Clustering Basics and Model Evaluation

18 May 2017

Cluster analysis or clustering is the task of grouping unlabeled data, so that similar object belongs to the same cluster. This machine learning snippet shows how to use a cluster algorithm with the iris dataset and evaluate the cluster with an internal and external evaluation method. As cluster algorithm we use k-means in this example.

%matplotlib inline
import matplotlib.pyplot as plt
import matplotlib.cm as cm
import seaborn as sns
import pandas as pd

from sklearn import cluster, datasets, manifold, metrics

Depending on the clustering algorithm we have to set some parameters. Here we use k-means clustering, so we have to specify the number of clusters we expect in the dataset.

iris = datasets.load_iris()

n_clusters = 3
kmeans = cluster.KMeans(n_clusters=n_clusters, random_state=100)
label = kmeans.fit_predict(iris.data)

We have the true and predicted clusters. So we can do a dimension reduction with MDS and plot both true and predicted clusters as scatter plot in a two dimensional space.

mds = manifold.MDS(n_components=2)
new_dim = mds.fit_transform(iris.data)

df = pd.DataFrame(new_dim, columns=['X', 'Y'])

fig = plt.figure()
n_true_clusters = 3

n = max(n_clusters, n_true_clusters)
colors = [cm.rainbow(i/(n + 1)) for i in range(n)]


ax = fig.add_subplot(211)
for i in range(n_true_clusters):
    plt.scatter(df[iris.target == i].X, df[iris.target == i].Y, color=colors[i], label=iris.target_names[i])

ax.set_title('True clusters')
plt.legend(bbox_to_anchor=(1.25, 1))

ax = fig.add_subplot(212)
for i in range(n_clusters):
    plt.scatter(df[label == i].X, df[label == i].Y, color=colors[i], label=i)

ax.set_title('Predicted clusters')
plt.legend(bbox_to_anchor=(1.25, 1))

fig.tight_layout()

png

Next we can evaluate how well the predicted clusters are separated with an internal criterion like the silhouette score.
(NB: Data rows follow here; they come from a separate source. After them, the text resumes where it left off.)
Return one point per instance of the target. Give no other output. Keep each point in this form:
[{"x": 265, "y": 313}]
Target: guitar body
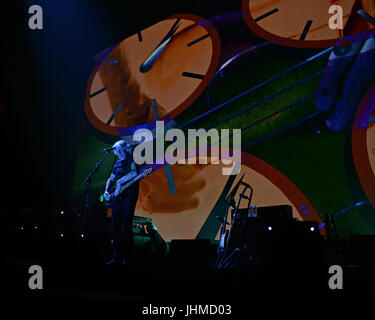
[{"x": 112, "y": 199}]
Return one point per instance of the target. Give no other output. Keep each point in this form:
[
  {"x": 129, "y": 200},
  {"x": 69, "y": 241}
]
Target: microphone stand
[{"x": 87, "y": 182}]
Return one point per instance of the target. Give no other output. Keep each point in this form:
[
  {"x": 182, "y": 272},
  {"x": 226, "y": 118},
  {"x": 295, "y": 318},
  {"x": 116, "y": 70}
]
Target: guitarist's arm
[
  {"x": 108, "y": 184},
  {"x": 130, "y": 175}
]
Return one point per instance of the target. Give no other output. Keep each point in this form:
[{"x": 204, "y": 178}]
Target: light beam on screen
[{"x": 357, "y": 204}]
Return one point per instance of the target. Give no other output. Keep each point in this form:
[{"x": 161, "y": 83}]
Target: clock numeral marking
[
  {"x": 197, "y": 40},
  {"x": 267, "y": 14},
  {"x": 193, "y": 75},
  {"x": 306, "y": 30},
  {"x": 140, "y": 38},
  {"x": 97, "y": 92},
  {"x": 114, "y": 114}
]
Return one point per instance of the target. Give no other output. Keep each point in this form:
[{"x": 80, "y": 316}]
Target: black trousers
[{"x": 122, "y": 220}]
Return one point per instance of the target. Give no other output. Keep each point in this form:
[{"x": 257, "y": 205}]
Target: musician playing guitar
[{"x": 123, "y": 207}]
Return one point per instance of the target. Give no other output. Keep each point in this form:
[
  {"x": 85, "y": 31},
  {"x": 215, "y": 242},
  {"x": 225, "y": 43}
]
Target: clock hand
[{"x": 149, "y": 62}]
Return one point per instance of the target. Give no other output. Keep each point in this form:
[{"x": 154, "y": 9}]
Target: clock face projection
[
  {"x": 295, "y": 23},
  {"x": 172, "y": 62},
  {"x": 198, "y": 188}
]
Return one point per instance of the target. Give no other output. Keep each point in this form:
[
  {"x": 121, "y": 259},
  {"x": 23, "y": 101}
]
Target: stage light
[{"x": 305, "y": 209}]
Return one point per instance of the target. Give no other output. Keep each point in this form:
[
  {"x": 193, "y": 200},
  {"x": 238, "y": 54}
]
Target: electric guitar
[{"x": 112, "y": 198}]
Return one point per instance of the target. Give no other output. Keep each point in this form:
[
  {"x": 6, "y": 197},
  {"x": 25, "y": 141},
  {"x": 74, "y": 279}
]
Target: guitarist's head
[{"x": 122, "y": 149}]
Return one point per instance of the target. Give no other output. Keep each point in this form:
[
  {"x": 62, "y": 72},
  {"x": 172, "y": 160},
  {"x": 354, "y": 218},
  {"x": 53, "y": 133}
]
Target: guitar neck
[{"x": 130, "y": 182}]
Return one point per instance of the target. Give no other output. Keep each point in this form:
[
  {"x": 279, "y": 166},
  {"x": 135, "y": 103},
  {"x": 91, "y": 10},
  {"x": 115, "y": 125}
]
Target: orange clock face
[
  {"x": 296, "y": 23},
  {"x": 149, "y": 65},
  {"x": 363, "y": 144}
]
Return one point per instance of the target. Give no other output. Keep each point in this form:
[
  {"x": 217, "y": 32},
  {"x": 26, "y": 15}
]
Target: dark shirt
[{"x": 122, "y": 168}]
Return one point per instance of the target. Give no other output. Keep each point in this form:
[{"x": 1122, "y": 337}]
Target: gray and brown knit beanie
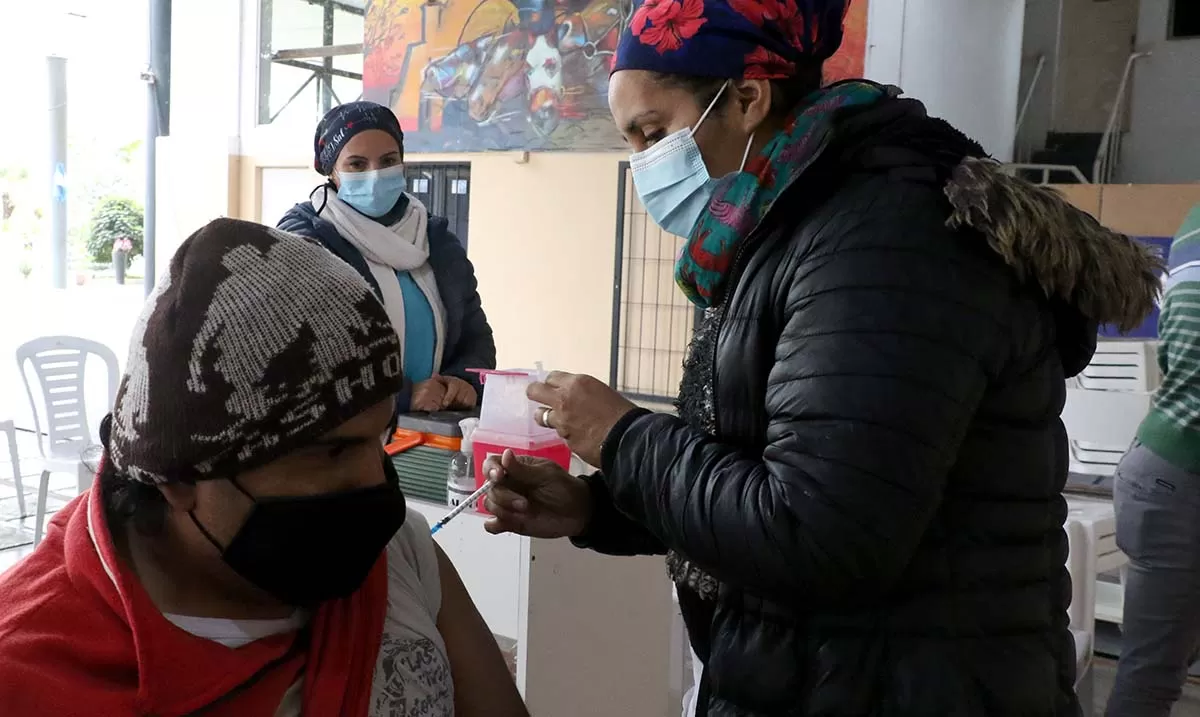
[{"x": 255, "y": 344}]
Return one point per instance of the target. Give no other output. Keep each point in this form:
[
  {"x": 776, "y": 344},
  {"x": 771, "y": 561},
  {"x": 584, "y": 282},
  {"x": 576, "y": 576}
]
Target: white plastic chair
[
  {"x": 59, "y": 362},
  {"x": 1102, "y": 426},
  {"x": 10, "y": 429},
  {"x": 1081, "y": 565},
  {"x": 1122, "y": 366}
]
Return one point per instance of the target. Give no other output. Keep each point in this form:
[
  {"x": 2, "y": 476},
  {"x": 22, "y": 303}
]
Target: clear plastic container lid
[
  {"x": 505, "y": 409},
  {"x": 519, "y": 443}
]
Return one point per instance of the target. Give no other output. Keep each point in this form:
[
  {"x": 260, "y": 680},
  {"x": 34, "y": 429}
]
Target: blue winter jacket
[{"x": 468, "y": 338}]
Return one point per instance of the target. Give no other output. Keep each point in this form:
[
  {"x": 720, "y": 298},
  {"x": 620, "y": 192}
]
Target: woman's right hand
[
  {"x": 429, "y": 396},
  {"x": 535, "y": 498}
]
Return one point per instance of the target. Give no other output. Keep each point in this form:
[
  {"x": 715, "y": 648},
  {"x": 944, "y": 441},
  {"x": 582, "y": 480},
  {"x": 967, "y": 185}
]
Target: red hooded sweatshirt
[{"x": 79, "y": 636}]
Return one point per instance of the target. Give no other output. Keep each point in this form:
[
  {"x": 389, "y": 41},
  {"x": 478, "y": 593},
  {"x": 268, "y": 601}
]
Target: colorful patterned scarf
[{"x": 744, "y": 198}]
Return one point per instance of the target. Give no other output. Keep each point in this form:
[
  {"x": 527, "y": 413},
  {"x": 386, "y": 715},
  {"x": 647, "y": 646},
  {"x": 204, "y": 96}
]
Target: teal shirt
[{"x": 420, "y": 331}]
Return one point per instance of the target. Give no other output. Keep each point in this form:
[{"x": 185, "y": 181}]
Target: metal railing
[
  {"x": 1023, "y": 155},
  {"x": 1109, "y": 154},
  {"x": 1047, "y": 170}
]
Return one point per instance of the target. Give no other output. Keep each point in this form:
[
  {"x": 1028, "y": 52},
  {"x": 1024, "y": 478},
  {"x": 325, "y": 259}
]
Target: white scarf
[{"x": 405, "y": 246}]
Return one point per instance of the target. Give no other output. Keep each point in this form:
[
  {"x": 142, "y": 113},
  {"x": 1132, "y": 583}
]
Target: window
[
  {"x": 1185, "y": 19},
  {"x": 653, "y": 321},
  {"x": 310, "y": 59},
  {"x": 444, "y": 190}
]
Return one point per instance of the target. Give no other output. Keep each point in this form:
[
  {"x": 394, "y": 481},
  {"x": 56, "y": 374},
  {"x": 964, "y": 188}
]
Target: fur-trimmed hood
[
  {"x": 1090, "y": 275},
  {"x": 1109, "y": 277}
]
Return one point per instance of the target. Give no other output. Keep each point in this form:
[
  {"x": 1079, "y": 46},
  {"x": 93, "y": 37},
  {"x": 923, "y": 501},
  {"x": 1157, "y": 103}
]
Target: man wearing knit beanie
[{"x": 246, "y": 548}]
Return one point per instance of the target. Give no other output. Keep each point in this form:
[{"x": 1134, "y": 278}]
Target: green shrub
[{"x": 114, "y": 218}]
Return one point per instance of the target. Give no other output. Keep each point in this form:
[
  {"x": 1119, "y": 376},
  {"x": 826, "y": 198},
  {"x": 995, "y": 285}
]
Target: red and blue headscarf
[{"x": 730, "y": 38}]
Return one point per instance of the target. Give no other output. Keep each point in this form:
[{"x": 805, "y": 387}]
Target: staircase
[
  {"x": 1078, "y": 157},
  {"x": 1071, "y": 149}
]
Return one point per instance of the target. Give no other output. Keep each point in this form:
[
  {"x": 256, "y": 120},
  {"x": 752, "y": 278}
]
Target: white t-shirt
[{"x": 412, "y": 676}]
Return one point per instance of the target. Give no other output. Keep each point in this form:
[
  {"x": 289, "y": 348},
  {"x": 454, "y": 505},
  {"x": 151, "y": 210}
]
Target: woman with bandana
[
  {"x": 413, "y": 261},
  {"x": 859, "y": 500}
]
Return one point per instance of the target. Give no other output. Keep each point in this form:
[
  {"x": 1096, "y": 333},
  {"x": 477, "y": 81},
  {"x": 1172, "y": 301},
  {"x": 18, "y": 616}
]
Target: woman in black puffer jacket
[{"x": 861, "y": 498}]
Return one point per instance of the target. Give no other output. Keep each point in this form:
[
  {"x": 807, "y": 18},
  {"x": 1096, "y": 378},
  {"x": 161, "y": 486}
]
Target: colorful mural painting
[{"x": 513, "y": 74}]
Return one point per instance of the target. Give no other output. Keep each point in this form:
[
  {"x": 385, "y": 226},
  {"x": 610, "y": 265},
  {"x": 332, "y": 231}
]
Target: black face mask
[{"x": 309, "y": 549}]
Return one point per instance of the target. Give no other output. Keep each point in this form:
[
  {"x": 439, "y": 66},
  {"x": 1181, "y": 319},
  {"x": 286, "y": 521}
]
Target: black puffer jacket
[{"x": 879, "y": 494}]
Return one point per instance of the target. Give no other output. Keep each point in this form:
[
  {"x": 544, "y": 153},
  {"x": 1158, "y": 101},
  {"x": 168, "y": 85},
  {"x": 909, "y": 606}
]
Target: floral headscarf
[{"x": 730, "y": 38}]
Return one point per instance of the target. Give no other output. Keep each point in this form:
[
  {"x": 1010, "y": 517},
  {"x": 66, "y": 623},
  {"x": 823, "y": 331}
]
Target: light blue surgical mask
[
  {"x": 671, "y": 178},
  {"x": 373, "y": 193}
]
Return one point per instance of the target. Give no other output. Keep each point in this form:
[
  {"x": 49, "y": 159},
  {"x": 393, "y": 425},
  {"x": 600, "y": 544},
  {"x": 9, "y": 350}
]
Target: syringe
[{"x": 462, "y": 506}]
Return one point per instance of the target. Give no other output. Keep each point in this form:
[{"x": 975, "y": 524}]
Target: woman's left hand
[
  {"x": 582, "y": 410},
  {"x": 460, "y": 395}
]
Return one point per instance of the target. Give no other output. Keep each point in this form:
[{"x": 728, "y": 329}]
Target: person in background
[
  {"x": 413, "y": 261},
  {"x": 246, "y": 548},
  {"x": 1157, "y": 498},
  {"x": 861, "y": 498}
]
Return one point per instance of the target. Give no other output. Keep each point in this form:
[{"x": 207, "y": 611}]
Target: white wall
[
  {"x": 1163, "y": 145},
  {"x": 961, "y": 58}
]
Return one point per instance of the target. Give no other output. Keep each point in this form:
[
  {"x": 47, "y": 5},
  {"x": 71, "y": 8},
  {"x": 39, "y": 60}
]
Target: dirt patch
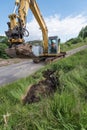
[
  {"x": 4, "y": 62},
  {"x": 44, "y": 88}
]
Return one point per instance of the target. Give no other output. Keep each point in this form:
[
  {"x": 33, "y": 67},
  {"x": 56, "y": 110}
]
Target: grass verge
[{"x": 62, "y": 111}]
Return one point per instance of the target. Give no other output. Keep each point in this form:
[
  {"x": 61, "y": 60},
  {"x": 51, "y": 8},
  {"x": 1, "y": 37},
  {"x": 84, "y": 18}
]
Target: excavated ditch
[{"x": 44, "y": 88}]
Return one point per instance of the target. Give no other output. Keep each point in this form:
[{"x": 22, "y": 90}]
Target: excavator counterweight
[{"x": 17, "y": 31}]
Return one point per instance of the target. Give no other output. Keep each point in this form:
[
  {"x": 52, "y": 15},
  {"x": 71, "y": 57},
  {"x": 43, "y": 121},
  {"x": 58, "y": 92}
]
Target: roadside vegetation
[
  {"x": 3, "y": 46},
  {"x": 66, "y": 109},
  {"x": 73, "y": 43}
]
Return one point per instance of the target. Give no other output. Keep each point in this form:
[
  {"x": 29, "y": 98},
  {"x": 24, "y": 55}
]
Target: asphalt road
[{"x": 14, "y": 72}]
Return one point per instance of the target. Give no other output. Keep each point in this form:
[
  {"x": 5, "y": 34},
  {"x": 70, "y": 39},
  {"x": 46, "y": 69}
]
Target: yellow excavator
[{"x": 17, "y": 31}]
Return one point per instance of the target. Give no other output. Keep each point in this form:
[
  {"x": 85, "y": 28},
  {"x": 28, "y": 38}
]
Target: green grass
[
  {"x": 65, "y": 110},
  {"x": 67, "y": 47}
]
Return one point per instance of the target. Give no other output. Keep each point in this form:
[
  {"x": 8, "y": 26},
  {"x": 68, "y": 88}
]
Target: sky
[{"x": 64, "y": 18}]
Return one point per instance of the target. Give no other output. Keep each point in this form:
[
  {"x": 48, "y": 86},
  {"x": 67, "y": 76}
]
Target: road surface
[{"x": 14, "y": 72}]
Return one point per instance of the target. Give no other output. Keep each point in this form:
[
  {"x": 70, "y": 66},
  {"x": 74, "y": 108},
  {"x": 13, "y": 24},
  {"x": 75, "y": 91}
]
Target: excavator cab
[{"x": 53, "y": 45}]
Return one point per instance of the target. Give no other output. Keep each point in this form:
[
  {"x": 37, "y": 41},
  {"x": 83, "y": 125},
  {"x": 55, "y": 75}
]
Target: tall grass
[{"x": 65, "y": 110}]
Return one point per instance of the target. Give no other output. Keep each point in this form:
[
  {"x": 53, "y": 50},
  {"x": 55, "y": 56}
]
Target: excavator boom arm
[{"x": 19, "y": 20}]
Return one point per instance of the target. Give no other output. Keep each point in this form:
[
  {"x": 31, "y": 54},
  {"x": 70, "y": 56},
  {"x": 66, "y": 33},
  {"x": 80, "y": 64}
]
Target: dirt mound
[{"x": 43, "y": 89}]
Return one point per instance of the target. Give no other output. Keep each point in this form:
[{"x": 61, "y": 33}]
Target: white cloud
[{"x": 65, "y": 28}]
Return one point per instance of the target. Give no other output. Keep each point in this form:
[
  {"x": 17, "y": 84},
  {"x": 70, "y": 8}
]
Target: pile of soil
[{"x": 44, "y": 88}]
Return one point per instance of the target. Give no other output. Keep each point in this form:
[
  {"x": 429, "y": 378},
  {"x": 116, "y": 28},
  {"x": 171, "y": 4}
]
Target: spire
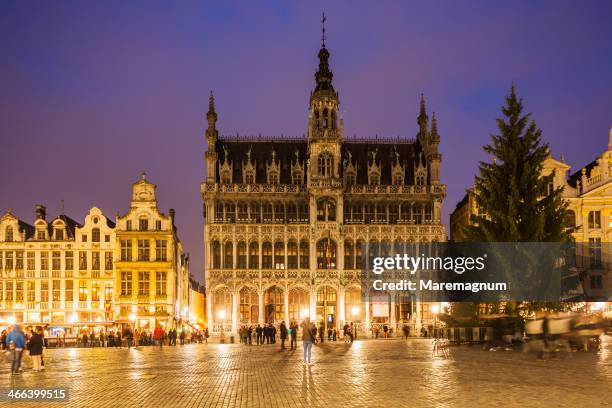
[
  {"x": 422, "y": 119},
  {"x": 435, "y": 137},
  {"x": 323, "y": 20},
  {"x": 211, "y": 115},
  {"x": 323, "y": 76}
]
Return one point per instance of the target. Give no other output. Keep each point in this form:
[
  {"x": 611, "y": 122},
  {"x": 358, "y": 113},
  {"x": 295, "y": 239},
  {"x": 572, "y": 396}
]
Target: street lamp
[
  {"x": 435, "y": 309},
  {"x": 221, "y": 315}
]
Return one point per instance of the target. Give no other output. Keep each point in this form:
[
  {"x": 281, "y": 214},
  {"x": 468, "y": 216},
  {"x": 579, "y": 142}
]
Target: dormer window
[
  {"x": 8, "y": 234},
  {"x": 226, "y": 177},
  {"x": 325, "y": 163},
  {"x": 374, "y": 179},
  {"x": 398, "y": 179},
  {"x": 297, "y": 177},
  {"x": 143, "y": 224},
  {"x": 249, "y": 177},
  {"x": 95, "y": 235},
  {"x": 273, "y": 177}
]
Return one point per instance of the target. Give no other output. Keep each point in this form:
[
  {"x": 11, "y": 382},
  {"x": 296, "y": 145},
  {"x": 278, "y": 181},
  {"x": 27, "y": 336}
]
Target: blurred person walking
[
  {"x": 307, "y": 339},
  {"x": 283, "y": 333},
  {"x": 35, "y": 345},
  {"x": 15, "y": 341}
]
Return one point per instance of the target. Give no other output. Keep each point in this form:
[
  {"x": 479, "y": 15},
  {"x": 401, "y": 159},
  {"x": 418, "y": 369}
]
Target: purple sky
[{"x": 93, "y": 93}]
A good separation would result in a score of 1.

silhouette_avg = metrics.silhouette_score(iris.data, label, metric='euclidean')
print(silhouette_avg)
0.552591944521

With a boxplot we can easily plot the silhouette score for every cluster. If we do not know the true cluster size, we could try to optimize silhouette score if we change the parameters for our cluster algorithm.

sample_silhouette_values = pd.DataFrame(metrics.silhouette_samples(iris.data, label), columns=['score'])
sample_silhouette_values['label'] = label

sns.boxplot(x="label", y="score", data=sample_silhouette_values, palette=colors)
<matplotlib.axes._subplots.AxesSubplot at 0x10c5ffa20>

png

But for the iris dataset we know the true clusters and we can evaluate the result with an external criterion. The adjusted rand score evaluates the cluster against the ground truth. A perfect match would result in a score of 1.

metrics.adjusted_rand_score(iris.target, label)
0.73023827228346971
metrics.adjusted_mutual_info_score(iris.target, label)
0.74837239332294836
metrics.accuracy_score(iris.target, label)
0.89333333333333331

After we have finished, we can user our fitted model to predict new values.

N = [[1.9,  3.2,  1.3,  0.1],
       [ 6.2,  3.1,  4.5,  1.6],
       [ 6.9,  3.3,  5.9,  2.3]]

kmeans.predict(N)
array([0, 1, 2], dtype=int32)